O mosquete era uma arma assustadora para quem a ouvia pela primeira vez. Mas o
seu alcance não chegava a atingir os cem metros. Demorava pelo menos um
minuto a carregar a arma entre cada disparo. Até mesmo em tempo seco,
três disparos em cada dez falhavam e com tempo húmido os mosquetes
não funcionavam. Um arqueiro hábil ainda disparava mais
rápida e certeiramente e a maior distância. A sua inferioridade
manifestava-se apenas na capacidade de trespassar as armaduras.
Por conseguinte, as guerras coloniais da primeira metade do século xix
eram longas e dispendiosas. Embora os franceses tivessem um exército de
cem mil homens na Argélia, avançavam muito lentamente, já
que as armas da infantaria de ambos os lados eram comparáveis.

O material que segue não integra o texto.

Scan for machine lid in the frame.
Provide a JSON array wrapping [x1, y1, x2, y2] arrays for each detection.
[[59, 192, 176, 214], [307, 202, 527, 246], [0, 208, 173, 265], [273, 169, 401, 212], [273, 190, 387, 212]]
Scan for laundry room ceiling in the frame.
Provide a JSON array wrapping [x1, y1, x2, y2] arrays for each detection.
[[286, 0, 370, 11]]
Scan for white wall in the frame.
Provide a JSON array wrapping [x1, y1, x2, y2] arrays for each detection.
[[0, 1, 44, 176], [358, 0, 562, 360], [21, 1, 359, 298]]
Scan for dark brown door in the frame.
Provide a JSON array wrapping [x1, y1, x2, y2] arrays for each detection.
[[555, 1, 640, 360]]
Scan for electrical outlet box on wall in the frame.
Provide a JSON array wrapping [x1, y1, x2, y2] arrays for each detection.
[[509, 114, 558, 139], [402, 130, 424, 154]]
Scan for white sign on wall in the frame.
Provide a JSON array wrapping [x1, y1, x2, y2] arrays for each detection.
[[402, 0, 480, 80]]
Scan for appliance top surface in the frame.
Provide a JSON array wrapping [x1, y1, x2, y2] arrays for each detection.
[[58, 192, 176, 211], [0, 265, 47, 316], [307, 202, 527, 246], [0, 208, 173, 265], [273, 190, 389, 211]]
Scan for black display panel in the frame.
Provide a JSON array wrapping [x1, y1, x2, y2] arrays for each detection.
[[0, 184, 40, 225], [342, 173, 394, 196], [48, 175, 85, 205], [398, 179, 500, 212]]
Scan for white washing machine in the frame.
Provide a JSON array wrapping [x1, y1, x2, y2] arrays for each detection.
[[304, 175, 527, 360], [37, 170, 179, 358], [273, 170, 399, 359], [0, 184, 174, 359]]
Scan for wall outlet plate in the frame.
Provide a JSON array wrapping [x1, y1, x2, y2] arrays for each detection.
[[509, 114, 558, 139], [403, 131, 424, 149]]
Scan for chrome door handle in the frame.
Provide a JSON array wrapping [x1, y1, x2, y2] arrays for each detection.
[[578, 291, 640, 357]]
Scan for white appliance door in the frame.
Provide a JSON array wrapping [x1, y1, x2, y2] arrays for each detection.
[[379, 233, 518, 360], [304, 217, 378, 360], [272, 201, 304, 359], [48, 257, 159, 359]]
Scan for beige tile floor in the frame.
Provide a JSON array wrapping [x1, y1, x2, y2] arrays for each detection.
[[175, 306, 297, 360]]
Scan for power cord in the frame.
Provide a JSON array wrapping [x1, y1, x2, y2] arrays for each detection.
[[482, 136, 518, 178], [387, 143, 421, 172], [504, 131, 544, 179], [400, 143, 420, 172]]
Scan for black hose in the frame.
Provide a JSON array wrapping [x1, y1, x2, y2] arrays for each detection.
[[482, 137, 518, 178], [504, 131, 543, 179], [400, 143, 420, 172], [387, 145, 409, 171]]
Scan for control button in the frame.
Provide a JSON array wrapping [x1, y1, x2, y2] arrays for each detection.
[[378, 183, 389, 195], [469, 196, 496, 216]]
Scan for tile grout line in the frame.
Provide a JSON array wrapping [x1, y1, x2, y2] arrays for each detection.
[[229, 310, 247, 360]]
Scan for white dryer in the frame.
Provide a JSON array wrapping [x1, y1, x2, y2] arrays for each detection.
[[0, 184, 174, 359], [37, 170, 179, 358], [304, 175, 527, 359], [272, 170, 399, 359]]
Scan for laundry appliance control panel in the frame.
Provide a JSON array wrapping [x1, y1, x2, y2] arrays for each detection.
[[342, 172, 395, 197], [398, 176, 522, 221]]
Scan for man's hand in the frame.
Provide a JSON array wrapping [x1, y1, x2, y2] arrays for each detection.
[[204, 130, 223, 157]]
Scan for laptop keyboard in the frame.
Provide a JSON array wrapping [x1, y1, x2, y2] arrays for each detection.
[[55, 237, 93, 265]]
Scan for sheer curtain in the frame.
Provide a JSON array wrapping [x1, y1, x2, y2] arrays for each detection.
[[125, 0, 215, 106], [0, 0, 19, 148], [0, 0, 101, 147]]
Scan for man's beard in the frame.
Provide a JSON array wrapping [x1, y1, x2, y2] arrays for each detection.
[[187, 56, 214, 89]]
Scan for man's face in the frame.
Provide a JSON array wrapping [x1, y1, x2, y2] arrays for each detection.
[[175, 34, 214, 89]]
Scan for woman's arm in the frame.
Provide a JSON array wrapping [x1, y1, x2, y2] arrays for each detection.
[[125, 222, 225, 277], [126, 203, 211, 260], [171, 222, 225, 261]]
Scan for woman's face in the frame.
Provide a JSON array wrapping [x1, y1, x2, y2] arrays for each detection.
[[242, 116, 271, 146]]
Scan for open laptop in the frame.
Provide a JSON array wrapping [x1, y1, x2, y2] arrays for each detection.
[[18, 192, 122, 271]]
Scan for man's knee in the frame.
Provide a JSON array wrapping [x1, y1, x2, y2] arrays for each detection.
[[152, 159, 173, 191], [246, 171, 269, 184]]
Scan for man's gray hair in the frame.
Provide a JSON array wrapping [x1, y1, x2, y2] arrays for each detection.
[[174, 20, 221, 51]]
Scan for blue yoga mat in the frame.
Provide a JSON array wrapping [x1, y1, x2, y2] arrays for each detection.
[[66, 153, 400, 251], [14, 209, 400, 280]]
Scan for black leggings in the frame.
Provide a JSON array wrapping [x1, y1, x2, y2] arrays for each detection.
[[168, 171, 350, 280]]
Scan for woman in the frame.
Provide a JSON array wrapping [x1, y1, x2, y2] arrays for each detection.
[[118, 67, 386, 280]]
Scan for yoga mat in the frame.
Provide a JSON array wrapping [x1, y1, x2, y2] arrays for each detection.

No entanto, com a descoberta da espoleta o mosquete passou a falhar somente
cinco tiros em cada mil e em seguida a precisão melhorou com o
aparecimento de canos de alma estriada.
Em 1853, os britânicos começaram a substituir os seus velhos
mosquetes por espingardas
Enfield,
eficazes num raio de 500 metros e de disparo mais rápido, porque a
bala estava envolvida num cartucho de papel. Os franceses introduziram uma
espingarda semelhante. Ambas foram usadas pela primeira vez nas colónias.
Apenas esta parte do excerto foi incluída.